Soil is compacted to prepare it to support roads and building foundations. This increases its density and strength. The American Society for Testing and Materials (ASTM), has issued standards for how to test soil compaction and soil conditions after compaction. These tests determine how much compaction is required to improve the soil's shear strength and permeability.
The original Proctor test uses the "firm stroke" of a hammer called a rammer. According to "Geotechnical Testing, Observation, and Documentation" by Tim Davis, "the standard Proctor utilizes a 5.5 lb. hammer with a 12 inch drop and three layers" of soil in a cylindrical mold. The standard Proctor test creates a force of 12,400 foot pounds per cubic feet when it falls.
Modified Proctor Test
The modified Proctor test uses a heavier hammer, greater drop height, and more soil layers than the original Proctor test. According to "Slope Stability and Stabilization Methods" by Lee Abramson, "ASTM D1557-78 recommends a 44.6 newton (10 pound) rammer with a 457 millimeter (18 inch) drop for compacting five layers of soil in a 102 or 154 mm mold." The modified form of the Proctor test uses a free-drop of the hammer in order to mitigate the variable effects of the "firm stroke" in the original test. The hammer is dropped 25 times. The modified Proctor test creates a force of about 56,000 feet-pounds per cubic foot.
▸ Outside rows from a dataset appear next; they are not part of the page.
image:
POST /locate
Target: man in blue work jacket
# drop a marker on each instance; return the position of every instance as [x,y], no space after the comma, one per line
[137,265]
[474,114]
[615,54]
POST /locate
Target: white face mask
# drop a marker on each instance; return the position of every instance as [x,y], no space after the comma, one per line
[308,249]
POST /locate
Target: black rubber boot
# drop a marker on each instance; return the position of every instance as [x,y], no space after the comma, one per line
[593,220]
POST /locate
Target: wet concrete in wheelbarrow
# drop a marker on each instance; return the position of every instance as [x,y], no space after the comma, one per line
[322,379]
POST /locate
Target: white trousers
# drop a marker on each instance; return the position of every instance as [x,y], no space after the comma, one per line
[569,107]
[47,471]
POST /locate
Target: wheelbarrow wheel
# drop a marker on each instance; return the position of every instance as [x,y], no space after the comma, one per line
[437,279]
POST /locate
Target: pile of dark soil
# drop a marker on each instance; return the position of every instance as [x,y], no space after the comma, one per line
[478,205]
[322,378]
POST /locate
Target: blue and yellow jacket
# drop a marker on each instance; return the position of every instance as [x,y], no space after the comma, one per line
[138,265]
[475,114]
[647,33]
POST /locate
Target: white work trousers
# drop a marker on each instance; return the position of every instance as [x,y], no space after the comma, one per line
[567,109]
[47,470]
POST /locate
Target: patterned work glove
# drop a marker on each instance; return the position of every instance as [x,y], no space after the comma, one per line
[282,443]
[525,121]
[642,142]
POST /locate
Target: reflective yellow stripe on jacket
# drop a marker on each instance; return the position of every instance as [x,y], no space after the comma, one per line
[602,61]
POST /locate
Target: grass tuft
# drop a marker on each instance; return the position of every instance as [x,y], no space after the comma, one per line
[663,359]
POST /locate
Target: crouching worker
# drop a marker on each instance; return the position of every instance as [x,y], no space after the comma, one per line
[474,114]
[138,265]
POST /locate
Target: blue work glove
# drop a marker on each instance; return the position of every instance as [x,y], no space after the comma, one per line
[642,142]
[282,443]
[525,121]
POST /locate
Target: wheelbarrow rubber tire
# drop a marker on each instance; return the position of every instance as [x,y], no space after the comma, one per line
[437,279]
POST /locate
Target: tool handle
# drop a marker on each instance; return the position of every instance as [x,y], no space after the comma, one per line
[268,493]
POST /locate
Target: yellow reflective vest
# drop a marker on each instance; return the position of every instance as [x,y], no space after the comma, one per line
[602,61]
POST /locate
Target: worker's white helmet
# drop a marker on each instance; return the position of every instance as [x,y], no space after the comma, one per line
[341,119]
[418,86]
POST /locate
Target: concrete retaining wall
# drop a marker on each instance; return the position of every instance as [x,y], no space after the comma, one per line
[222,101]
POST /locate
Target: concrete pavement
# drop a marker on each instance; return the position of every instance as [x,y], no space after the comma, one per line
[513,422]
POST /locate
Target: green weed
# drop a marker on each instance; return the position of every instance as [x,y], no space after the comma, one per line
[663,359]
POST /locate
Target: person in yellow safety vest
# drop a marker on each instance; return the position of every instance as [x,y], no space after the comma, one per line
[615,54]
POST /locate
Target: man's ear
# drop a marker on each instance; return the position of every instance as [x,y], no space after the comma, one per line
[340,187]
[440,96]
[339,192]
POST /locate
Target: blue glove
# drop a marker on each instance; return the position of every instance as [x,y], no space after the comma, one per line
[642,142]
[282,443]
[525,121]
According to "Geotechnical Investigation Methods" by Roy Hunt, "materials containing significant amounts of gravel are compacted in a 6 inch diameter mold by 56 blows on each of the five layers." ASTM D4718 defines how to correct the unit weight of soil that contains over-sized particles like gravel.
Dry Weight Determination
After the Proctor test or modified Proctor test is completed, the soil volume and water content are determined. The dry weight of the soil is determined from those values. According to ASTM D1557, "the degree of soil compaction required to achieve the desired engineering properties is often specified as a percentage of the modified maximum dry unit weight." Modified maximum dry unit weight can be determined by procedures in ASTM D698. ASTM D4914 can determine the un-compacted dry unit weight. ASTM D4914 is the test method of finding unit weight of soil using the sand replacement method. ASTM D6913 defines how to determine the particle size distribution via a sieve to determine if correction via ASTM D4718 is necessary.
ASTM D2168 is the procedure for calibrating the mechanical rammer soil compactor. ASTM D2216 is the process for determining the moisture content of the soil. ASTM D854 is the method for finding the specific gravity of soil via water pyconmeter. ASTM D4253 is the process of finding unit weight of soils by using a vibrator table.